Other Solar Incentives
In addition to federal incentives, it’s worth doing research or asking your local solar provider for any information regarding state and city-level incentives.
Often, states and local authorities will have programs in place to encourage their constituents to make the switch. This allows homeowners and businesses to not only save on their federal income tax but double-dip and save on a state and local level as well.
Some of the other types of solar incentives include:
• State and local tax credits
• Low-interest loans
• Solar Renewable Energy Certificates (SRECs)
• Property tax savings
• Performance-Based Incentives (PBIs)
As mentioned earlier, the ITC differs from tax deductions and rebates. Rebates for solar power systems are generally given as a partial refund to the new owner once they purchase their system.
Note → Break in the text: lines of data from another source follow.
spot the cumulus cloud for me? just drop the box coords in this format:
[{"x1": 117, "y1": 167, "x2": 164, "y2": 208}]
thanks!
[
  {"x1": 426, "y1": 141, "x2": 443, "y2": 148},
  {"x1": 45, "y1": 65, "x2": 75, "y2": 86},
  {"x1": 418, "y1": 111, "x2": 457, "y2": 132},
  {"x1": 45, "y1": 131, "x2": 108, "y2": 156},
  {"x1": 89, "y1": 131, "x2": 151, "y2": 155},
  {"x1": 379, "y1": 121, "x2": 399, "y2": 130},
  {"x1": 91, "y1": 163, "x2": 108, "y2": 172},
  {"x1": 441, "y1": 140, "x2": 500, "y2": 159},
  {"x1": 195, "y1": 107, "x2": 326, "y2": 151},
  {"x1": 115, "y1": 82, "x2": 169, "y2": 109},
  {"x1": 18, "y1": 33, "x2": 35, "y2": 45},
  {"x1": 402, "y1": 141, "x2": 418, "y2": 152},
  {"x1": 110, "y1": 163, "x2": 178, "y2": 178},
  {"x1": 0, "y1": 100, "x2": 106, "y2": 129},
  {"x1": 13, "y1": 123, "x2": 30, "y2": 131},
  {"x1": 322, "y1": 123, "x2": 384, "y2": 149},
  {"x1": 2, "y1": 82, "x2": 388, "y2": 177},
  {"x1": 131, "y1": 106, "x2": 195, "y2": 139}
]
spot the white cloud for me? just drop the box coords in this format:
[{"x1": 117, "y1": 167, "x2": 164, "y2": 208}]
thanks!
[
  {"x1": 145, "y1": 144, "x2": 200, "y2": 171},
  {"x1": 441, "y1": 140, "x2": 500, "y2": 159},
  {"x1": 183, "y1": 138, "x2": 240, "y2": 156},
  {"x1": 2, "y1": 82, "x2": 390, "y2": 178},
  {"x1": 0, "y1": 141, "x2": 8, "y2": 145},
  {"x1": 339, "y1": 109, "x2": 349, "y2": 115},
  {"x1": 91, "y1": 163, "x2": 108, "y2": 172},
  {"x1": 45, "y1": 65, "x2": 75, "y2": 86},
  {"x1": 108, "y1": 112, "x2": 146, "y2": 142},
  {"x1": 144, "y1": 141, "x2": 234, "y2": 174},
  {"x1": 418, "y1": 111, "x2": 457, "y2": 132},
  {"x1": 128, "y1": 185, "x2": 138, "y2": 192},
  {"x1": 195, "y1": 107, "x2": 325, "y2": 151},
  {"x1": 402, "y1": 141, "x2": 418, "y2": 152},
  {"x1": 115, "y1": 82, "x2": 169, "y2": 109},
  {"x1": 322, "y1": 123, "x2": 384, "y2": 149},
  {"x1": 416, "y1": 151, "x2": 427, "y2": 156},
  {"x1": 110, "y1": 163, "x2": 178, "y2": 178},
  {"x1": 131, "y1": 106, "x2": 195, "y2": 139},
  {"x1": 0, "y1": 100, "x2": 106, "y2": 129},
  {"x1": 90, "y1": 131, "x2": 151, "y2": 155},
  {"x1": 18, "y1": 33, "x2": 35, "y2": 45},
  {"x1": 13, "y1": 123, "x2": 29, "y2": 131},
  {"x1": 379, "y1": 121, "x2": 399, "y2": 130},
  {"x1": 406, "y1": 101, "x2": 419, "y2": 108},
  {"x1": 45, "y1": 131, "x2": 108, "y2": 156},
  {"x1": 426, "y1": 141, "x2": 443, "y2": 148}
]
The process involves purchasing the system directly from the solar provider, and then filling in paperwork to get a rebate from the local utility company or another organization responsible for the program.
Another option to double-dip for additional savings is determining if your state has its own state tax credits.
While it’s best to ask your local vendor for any state-specific incentives, you can use the Database of State Incentives for Renewables & Efficiency for a quick overview.
The Cost of Going Solar
There are many ways solar power systems help homeowners save that go beyond reducing or eliminating energy bills. The federal solar tax credit and other state and local incentives work to make going solar a more affordable and cost-effective option.
With the clock ticking on the federal solar tax credit, the benefits of making the switch to solar sooner than later are much clearer.